D'autre part, à la menace de fissures, dans l'unité sociale, commence à s'ajouter, celle d'une fissure dans l'unité spatiale de l'Eglise. Bien entendu, les vieilles hérésies du IIe siècle continuent : le montanisme auquel Tertullien apporte son appui inquiète ; par ailleurs le gnosticisme en pleine désagrégation, pullule et s’émaille en chapelles, avec ses groupes de fidèles, ses églises, son clergé, ses évêques. Alors, comment fédérer cela, d’autant que le comportement de Tertullien est dans tous les esprits.

 

 

TERTULLIEN

On ne peut parler sans sympathie, ni sans miséricorde, de ce « pauvre grand  homme ». On va oublier les phrases épouvantables, que dans la seconde moitié de sa vie, la rébellion et la colère lui feront crier contre l’Eglise Mère, dont il avait bu le lait et si magnifiquement chanté l’amour et la gloire.

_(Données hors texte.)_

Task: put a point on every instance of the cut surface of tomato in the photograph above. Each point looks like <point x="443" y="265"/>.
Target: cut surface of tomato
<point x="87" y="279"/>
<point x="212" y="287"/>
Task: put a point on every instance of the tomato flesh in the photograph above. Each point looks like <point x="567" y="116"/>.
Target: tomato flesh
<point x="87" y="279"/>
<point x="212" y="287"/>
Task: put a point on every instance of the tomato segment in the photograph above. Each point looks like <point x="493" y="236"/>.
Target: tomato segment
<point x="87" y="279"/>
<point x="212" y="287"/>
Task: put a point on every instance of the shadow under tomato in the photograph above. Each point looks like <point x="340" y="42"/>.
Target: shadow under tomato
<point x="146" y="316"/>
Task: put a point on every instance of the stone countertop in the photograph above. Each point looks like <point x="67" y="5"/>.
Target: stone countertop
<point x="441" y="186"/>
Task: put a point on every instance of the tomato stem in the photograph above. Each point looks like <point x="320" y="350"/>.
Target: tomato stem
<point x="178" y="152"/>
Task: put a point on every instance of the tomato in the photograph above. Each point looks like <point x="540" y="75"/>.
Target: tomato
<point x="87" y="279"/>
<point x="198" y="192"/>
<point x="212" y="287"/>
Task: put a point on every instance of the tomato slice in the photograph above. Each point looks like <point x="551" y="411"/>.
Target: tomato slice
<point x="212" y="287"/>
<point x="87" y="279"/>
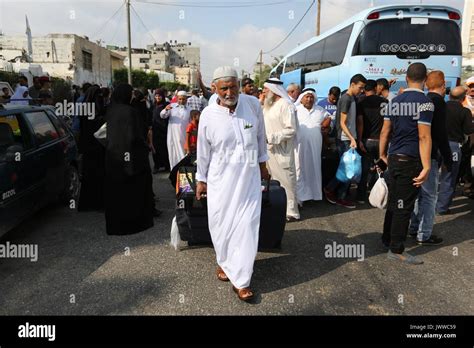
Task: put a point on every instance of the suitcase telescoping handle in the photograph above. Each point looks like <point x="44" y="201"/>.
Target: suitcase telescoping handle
<point x="266" y="192"/>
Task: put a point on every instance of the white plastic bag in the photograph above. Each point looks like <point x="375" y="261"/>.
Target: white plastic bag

Né vers 160, Quintus, Septimius, Florens, Tertullianus a vécu à Carthage. Fils d’un centurion proconsulaire ; d’après saint Jérôme, ses parents sont tous deux païens ; il fait des études vastes et sérieuses. Du droit romain, il assimile la substance et comme avocat, connaît de grands succès. Converti au christianisme vers l’âge de 30 ans, rompant d’un coup, avec un passé, dont il a avoué qu’il était orageux : « J’aime mieux ne pas tout dire, que de réveiller ces souvenirs »… On pense qu’il est marié et qu’il reçoit la prêtrise. Très vite il va apparaître comme le personnage le plus en vue de l’Eglise Carthaginoise. Pendant 20 ans, vers 210, il est à la pointe du combat chrétien. « On ne naît pas chrétien, on le devient ». (Sur le témoignage de l’âme, 1).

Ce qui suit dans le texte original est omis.